Therefore if thine enemy hunger, feed him; if he thirst, give him drink: for in so doing thou shalt heap coals of fire on his head.
This passage has puzzled commentators through the ages. Great men of God have held different interpretations of this passage. Below is a summary of the three basic interpretations of this verse:
1. View of Divine Judgement: This view, which was held by the Early Church Father Chrysostom, states that Paul is suggesting that we do good to an enemy so that his final punishment will be more severe. A kind of reverse psychology judgment-style. As appealing as this interpretation might be to our own hearts, this interpretation does not fall in line with Paul’s general tone in the context. Paul is commanding us to overcome evil, by changing our enemies to friends. The very next verse says we are to “overcome evil with good.” Romans 12:21.
2. View of Meeting Needs: This view, expounded by Kenneth Wuest in his Word Studies in the Greek New Testament, is based on a common practice during Bible times in the Middle East. If a individual’s fire went out, they would go to a neighbor’s house to request live coals (as opposed to a cup of sugar) to rekindle their fire. Since burdens were often carried in a container balanced on the head at this time, this view sees the text as referring to the placing of live coals in a container on a neighbor’s head in answer to their need of fire for cooking and warmth. This somewhat fits the context of the passage by staying with the theme of showing kindness to your enemy by meeting his needs. However, when the grammar of the verse is considered, this too becomes an inadequate interpretation. The grammar of the verse points to the actions of feeding and giving to drink as producing the result of “heaping coals of fire on his head.”
3. View of Burning Shame: This view in my opinion has the most merit.

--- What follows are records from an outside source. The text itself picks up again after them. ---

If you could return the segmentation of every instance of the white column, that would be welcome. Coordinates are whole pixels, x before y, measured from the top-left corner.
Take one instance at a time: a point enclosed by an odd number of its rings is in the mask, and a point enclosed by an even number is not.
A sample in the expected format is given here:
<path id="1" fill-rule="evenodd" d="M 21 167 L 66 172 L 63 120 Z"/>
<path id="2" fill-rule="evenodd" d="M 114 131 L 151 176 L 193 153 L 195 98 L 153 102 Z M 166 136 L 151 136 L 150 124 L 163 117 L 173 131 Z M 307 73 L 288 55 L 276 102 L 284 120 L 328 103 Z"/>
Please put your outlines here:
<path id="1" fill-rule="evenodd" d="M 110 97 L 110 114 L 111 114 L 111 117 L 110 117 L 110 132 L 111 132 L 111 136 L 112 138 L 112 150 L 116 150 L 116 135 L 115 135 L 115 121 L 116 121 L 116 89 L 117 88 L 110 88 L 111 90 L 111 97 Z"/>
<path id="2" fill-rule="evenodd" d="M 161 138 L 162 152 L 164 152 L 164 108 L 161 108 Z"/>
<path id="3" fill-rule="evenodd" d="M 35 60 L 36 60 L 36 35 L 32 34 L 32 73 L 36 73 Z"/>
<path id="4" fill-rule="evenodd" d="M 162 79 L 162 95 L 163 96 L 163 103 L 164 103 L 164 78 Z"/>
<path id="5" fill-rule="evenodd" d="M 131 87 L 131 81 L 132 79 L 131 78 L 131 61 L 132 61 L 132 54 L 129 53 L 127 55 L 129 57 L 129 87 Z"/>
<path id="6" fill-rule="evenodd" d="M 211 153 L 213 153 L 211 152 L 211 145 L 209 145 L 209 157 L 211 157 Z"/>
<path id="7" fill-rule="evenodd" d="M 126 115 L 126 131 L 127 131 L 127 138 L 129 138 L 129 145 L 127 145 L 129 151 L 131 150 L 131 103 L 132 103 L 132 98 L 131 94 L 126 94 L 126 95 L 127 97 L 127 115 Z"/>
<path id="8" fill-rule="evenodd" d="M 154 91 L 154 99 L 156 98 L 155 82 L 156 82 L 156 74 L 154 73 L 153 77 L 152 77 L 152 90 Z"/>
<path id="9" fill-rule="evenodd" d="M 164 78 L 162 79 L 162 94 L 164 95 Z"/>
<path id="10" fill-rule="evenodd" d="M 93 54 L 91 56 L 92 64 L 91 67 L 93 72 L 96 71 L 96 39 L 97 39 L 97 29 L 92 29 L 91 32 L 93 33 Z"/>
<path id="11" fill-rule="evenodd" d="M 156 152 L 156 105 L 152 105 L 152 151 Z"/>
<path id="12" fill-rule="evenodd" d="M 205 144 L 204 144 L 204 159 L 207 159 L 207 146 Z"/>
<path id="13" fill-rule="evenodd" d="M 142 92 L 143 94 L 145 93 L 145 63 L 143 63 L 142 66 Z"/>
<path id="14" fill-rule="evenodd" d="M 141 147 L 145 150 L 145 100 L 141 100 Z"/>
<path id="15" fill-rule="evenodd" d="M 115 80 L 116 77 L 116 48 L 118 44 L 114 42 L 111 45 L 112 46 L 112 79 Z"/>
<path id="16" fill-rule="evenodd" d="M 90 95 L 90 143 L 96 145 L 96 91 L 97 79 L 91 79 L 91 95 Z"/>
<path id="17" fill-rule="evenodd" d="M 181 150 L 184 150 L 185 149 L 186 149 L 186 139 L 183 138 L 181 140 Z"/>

It was held by Augustine, Jerome and Luther. Modern exponents of this view are John Stott and John MacArthur, Jr. Stated simply this view states that acts of kindness done to your enemy shame him and bring him to a place of repentance. Bible commentator James Denney wrote, “The meaning of ‘heaping burning coals on his head’ is hardly open to doubt. It must refer to the burning pain of shame and remorse which the man feels whose hostility is repaid by love. This is the only kind of vengeance the Christian is at liberty to contemplate.” Greek scholar A.T. Robertson wrote that the burning coals were a “metaphor for keen anguish.” St. Augustine said, “We should incite those who have hurt us to repentance by doing them good.” This view not only fits the grammar of the verse, but also corresponds to an ancient Egyptian custom. When a person wanted to demonstrate public contrition, he would carry on his head a pan of burning coals to represent the burning pain of his shame and guilt.
The above interpretation provides a dramatic picture of how God deals with man in goodness to lead him to repentance. As Romans 2:4 states, “knowing that the goodness of God leadeth thee to repentance?” Likewise, in the verse we have been examining, we are commanded to do good to our enemies to produce a state of repentance in them. Martin Luther comments, “God converts those whom He does convert by showing them goodness. It is only in this way that we can convert a person, namely, by showing him kindness and love.” Wasn’t this the very way that God responded to His enemies at Calvary? As commentator John Phillips has written,
The cross represents the greatest manifestation of the hatred in the heart of man toward God and at the same time the greatest manifestation of the love in the heart of God toward man. That very spear which pierced the Saviour’s side drew forth the blood that saves” (Phillips, John. Exploring Romans. p. 211).
So do you have enemies? Do you want to get rid of them? Try showing kindness to them! Then not only will you have gotten rid of an enemy, you will also have gained a friend!